You can also help establish these norms across the company. I recommend helping teams leverage agile practices: build a strategic roadmap, engage stakeholders in your work, align on prioritization, remove roadblocks in real time, collaborate on big projects, and keep a backlog so you aren't just responsive to every request that comes to you. It's really easy to fall into the trap of working on the most urgent rather than the most important. There are always fires to put out and having a strategic roadmap and a good operating system is critical for success.

Your operating system is not fixed in place for all time; you'll need to evaluate it periodically, and test to see whether it still serves its purpose, and redesign as appropriate. As you grow and change, your operating systems will need to be updated for your new organization structure. At the startup stage you may be able to pull everyone into one room for an informal company update. But when you grow beyond the one‐room company stage, you'll want to partner with your marketing/corporate communications team to develop more robust communication practices to ensure alignment.

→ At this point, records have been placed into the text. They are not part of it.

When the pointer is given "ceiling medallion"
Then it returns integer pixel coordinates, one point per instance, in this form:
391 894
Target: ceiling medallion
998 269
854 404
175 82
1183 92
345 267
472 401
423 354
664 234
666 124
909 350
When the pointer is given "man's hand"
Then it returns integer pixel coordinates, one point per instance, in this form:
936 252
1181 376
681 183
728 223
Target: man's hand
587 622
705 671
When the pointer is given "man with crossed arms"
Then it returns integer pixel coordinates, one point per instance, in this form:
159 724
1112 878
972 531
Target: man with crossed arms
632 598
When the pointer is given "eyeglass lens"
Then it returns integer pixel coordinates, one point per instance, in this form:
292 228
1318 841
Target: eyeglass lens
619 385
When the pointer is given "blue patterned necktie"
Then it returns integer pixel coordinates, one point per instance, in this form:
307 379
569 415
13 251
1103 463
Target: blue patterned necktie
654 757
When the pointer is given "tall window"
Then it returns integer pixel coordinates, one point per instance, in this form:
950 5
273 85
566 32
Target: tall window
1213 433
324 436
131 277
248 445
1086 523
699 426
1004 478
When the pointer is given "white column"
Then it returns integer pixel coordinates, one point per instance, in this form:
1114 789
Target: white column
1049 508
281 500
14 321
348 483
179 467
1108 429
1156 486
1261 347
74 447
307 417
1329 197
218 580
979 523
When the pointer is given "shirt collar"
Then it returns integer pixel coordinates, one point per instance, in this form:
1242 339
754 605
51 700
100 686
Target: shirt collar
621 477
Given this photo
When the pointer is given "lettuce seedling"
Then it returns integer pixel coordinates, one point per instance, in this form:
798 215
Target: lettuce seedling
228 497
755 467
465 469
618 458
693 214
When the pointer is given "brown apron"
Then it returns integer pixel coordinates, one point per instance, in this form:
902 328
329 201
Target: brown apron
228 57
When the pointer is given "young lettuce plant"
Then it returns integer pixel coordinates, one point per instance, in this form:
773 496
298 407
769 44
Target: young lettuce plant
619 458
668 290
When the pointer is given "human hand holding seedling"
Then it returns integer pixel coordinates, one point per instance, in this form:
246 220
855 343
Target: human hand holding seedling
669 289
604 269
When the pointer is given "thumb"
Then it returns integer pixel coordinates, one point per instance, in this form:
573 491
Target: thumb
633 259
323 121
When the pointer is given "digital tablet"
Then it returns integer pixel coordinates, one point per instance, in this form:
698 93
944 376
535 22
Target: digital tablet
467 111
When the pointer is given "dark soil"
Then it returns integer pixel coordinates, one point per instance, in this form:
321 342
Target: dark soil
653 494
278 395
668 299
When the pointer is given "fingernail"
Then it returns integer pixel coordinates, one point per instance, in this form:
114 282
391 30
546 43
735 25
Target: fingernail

At Return Path, we had an operating system that changed every year, except for the annual “un‐Roadshow.” The un‐Roadshow was a company‐wide kickoff to help everyone understand the final output of the annual strategic planning. Each team contributed to the plan, and no teams had seen the full and final plan. The un‐Roadshow always included in‐person time with the full leadership team for people to ask questions and have unscripted dialog to ensure they fully understood how their roles fit into the strategic plans for the year. The format was changed every year to keep the programming as unique and engaging as possible. The rest of the year included quarterly planning and retrospective meetings with all team leaders, distribution to all employees of the Board Book, and all hands meetings to discuss progress against goals. We followed up with roundtable discussions with leadership team members. It's a lot of work to maintain a strong operating system, and requires partnership with the CEO. It may not be your responsibility, but you'll definitely play a role in its creation and maintenance. See www.Startuprev.com for the final company‐wide operating system at Return Path.